Texas Pacific Group (TPG) likes to buy non-core divisions of major conglomerates it feels can stand alone.
With that philosophy behind it, the Fort Worth, Texas-based private equity firm has agreed to buy the telephone directories unit of Norway’s Telenor ASA, Telenor Media, for NKr5.8 billion (approximately $666 million) in cash.
TPG is paying 16.2 times Telenor Media’s 2000 Ebitda of NKR359 million. The division’s revenue last year was NKR1.66 billion.
Like Dallas-based Hicks, Muse, Tate & Furst Inc. and Apax Partners & Co., which spent GBP2.14 billion ($3.1 billion) to buy British Telecommunications plc’s Yellow Pages business in May, TPG will likely use the acquisition as a platform and look for add-ons as industry consolidation occurs, especially in Europe, according to a company spokesperson. Stephen Peel, managing director of TPG Europe, could not be reached for comment by press time.
But, the spokesperson hastened to add, even without add-on acquisitions, Telenor is a strong performer in its own right, and in a very stable country, which makes it something of a recession-proof business, he said.
Telenor is a Norwegian telecommunications group with business operations in a number of countries in Europe and Southeast Asia. The company is Norway’s leading distributor of voice, information, knowledge and entertainment through a broad range of modern communications services. Telenor became a listed company in December 2000.
Telenor Media makes telephone and business directories for the European markets, and operates online listing services, as well. Telenor has reportedly been looking to sell the division for about six months. The sale of Telenor Media forms part of Telenor’s long-term strategy to focus on core businesses.
“We have maximized cash proceeds from Telenor Media by selling the entire company in a clear and simple cash deal, rather than realizing value through a separate stock exchange listing,” said Tormod Hermansen, company CEO, in a statement.
The company has seen its share price slide to NKR 30.70 last week from NKR 45.5 in February. The company should gain about NKR 5 billion on the deal to help finance its other operations, according to a release.
Deutsche Bank and Credit Suisse First Boston (CSFB), along with the Oslo-based law firm Thommessen Krefting Greve Lund, advised Telenor in the transaction.
Oslo-based Telenor said in January that it planned to sell shares in the unit in an initial public offering. But then the company was contacted by a number of industrial and financial buyers interested in the division, and the IPO plan was abandoned.
Government-controlled Telenor said it would book a gain of NKr5 million from the deal. Company spokesman Steinar Ostermann said the proceeds would be used to cut the company’s debt, which stood at NKR10.8 billion at the end of the first half. The company has been selling its non-core activities.
“We have maximized cash proceeds from Telenor Media by selling the entire company in a clear and simple cash deal, rather than realizing value through a separate stock exchange listing,” said Telenor chief executive Tormod Hermansen.

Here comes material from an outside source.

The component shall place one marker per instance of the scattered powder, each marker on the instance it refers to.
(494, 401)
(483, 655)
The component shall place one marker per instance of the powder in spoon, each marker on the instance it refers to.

The TPG spokesperson said it was too soon, “even inappropriate” to discuss a possible exit. He did say that even when a company is exited via an IPO, that TPG tends to keep a very significant stake in the company.
In a similar transaction (in terms of investment philosophy), TPG bought wine maker Beringer Wine Estates from Nestle anuary 1996, and exited that company in August last year for approximately a 3.5 times return on its initial investment. Texas Pacific acquired the company for about $350 million in conjunction with Silverado Partners. At the time, the deal was heralded as one of biggest in the history of the wine industry. TPG then sold the company to Australian Foster Brewing Group Ltd. for $1.2 billion.
In other news, TPG recently invested another $100 million into its portfolio company ON Semiconductor Corp., which TPG bought in 1999 for $1.6 billion. Texas Pacific Group, has more than $3 billion in assets and participates in buyouts, recapitalizations and turnarounds. The firm has invested in technology, telecom, health care, and branded consumer goods companies.